芳美③
夫の死から三年、結依も中学生、悠人も小学生になり、家族三人共に新しい生活にも慣れていた。
私は昼は喫茶店、夜はスナックで子供達の為に休み無く働いていた。
睡眠不足だし、身体もしんどかったが喫茶店のオーナーはいつも子供達の夜ご飯に、と賄いを持たせてくれた。
家にご飯を届け、子供達が食べ終わったら直ぐにスナックに向かい働いた。
結依は昔からパパっ子で私にはあまり甘えてこなかった。転校後も友達が直ぐに出来たようで、放課後、休みの日も友達と遊んでいた。
悠人はママっ子でたまにスナックに寂しいと電話がかかってくることもあった。少し話すと「もう大丈夫!」と元気な声になり、お母さんお仕事頑張ってねと声をかけてくれて電話を切る優しい子だった。
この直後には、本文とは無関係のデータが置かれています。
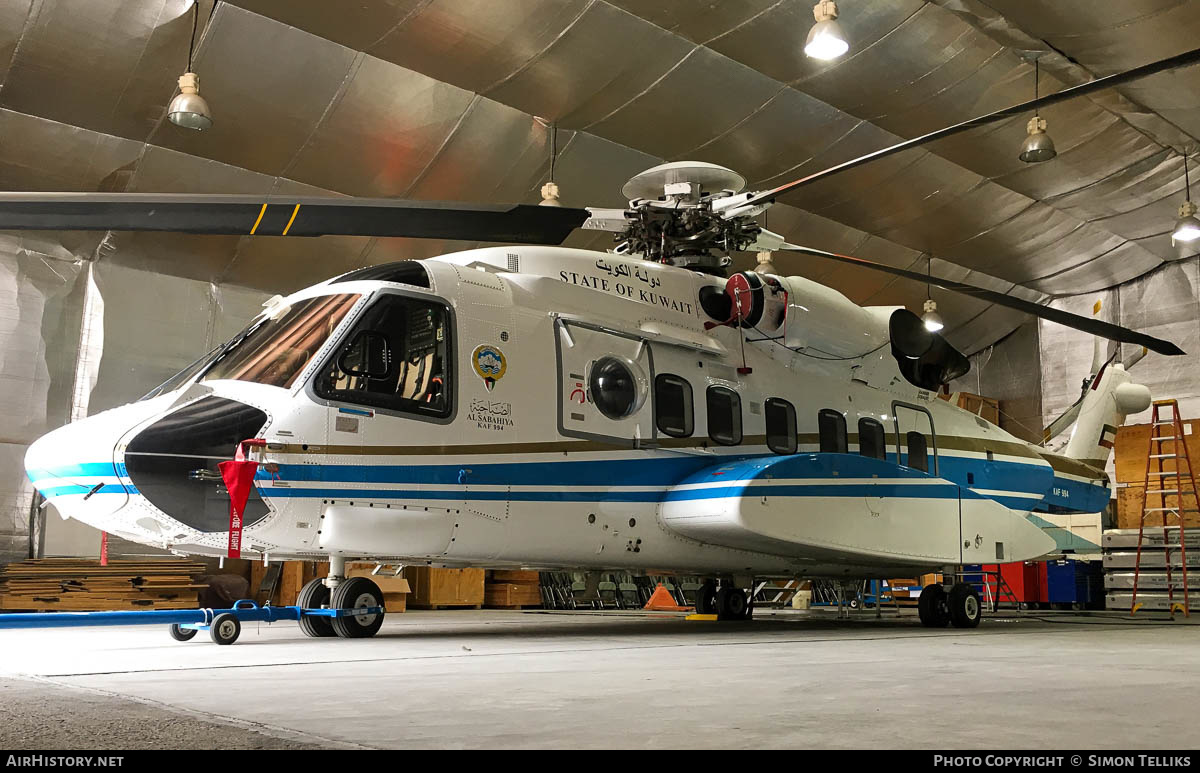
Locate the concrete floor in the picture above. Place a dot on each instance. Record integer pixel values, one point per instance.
(522, 679)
子供達が父親が居ないことで他の家の子供達に引け目を持たないよう、一人一人の部屋も作り、TVも子供部屋に一つづつ置いた。私自身が子供の頃自分の部屋が欲しかったこと、貧しくて友達が羨ましかったので自分の子供にはそんな思いはさせたくなかった。
自分専用のTVとゲーム機に二人は喜び、好きなTVを見たりゲームをしたりと楽しんでくれた。
三年前からお付き合いをしていた元上司はバツイチで元嫁の方に子供が一人居る。私は結依と悠人の父親になって欲しいとの思いから、付き合いが長くなるにつれ彼に対して焼きもちを焼くようになっていた。
彼は自分の子供の誕生日、クリスマスは元嫁の家に行き一緒に祝っていた。その度に彼と私は喧嘩をしていた。
「元嫁がそんなに嫌いなら、元嫁の子供より、私の方が大事にならないの?なんで会うの?」
イベントの度喧嘩をした。
口だけだったのか?私と子供達を支えると言ったのに。
早く子供達の父、私の夫になって欲しいのに煮え切らない彼の態度にイライラしていた。
悠司が生きていたら、悠司がそばに居てくれたら私はこんな思いをしなくてすんだのに。悠司に対しても当時は悲しい気持ちよりも怒りが強くなってきていた。
スーパーに行けば家族連れ、運動会、クリスマスも皆家族連れ。
私は子供二人を一人で見て、彼氏は元嫁の家。
寂しかった、心細かった、夜中に急に孤独に襲われた。
なんで私だけ、なんで私だけ、私だけこんなに辛い思いをしなくちゃいけないの?
悠人はまだ子供、中学生になった結依は友達遊んでいるだけで家の手伝いもなにもしない。
私だけが苦しい、私だけが悲しい、私だけが頑張っていると思うと腹が立ちイライラが止まらず結依とは喧嘩をよくしていた。
「誰かさんが手伝ってくれないから部屋が汚いわ。私ばっか頑張って、どこかの誰かさんは遊んでばかりでいいよねぇ。」
そう言う私を結依は睨み付け「どっかの誰かさんって私の事でしょ?嫌みで言わず、名前を呼んで、これやってって頼めばいいじゃない。」と言った。
「親の事をバカにするのもいい加減にしなさい!嫌みを言わせてるのはあんただわ!」
そう言うと泣きながら片付けをする。
泣くぐらいだったら初めから言うことを聞けば良いのに。いつからこんなに生意気になったんだろう。
悠司がいてくれたら、私の肩をもって子供を叱ってくれたはずなのに。悠司がいてくれたら。。
いつも頭の片隅に悠司がいてくれたら、、と考え悠司に怒りを感じながら生きていた。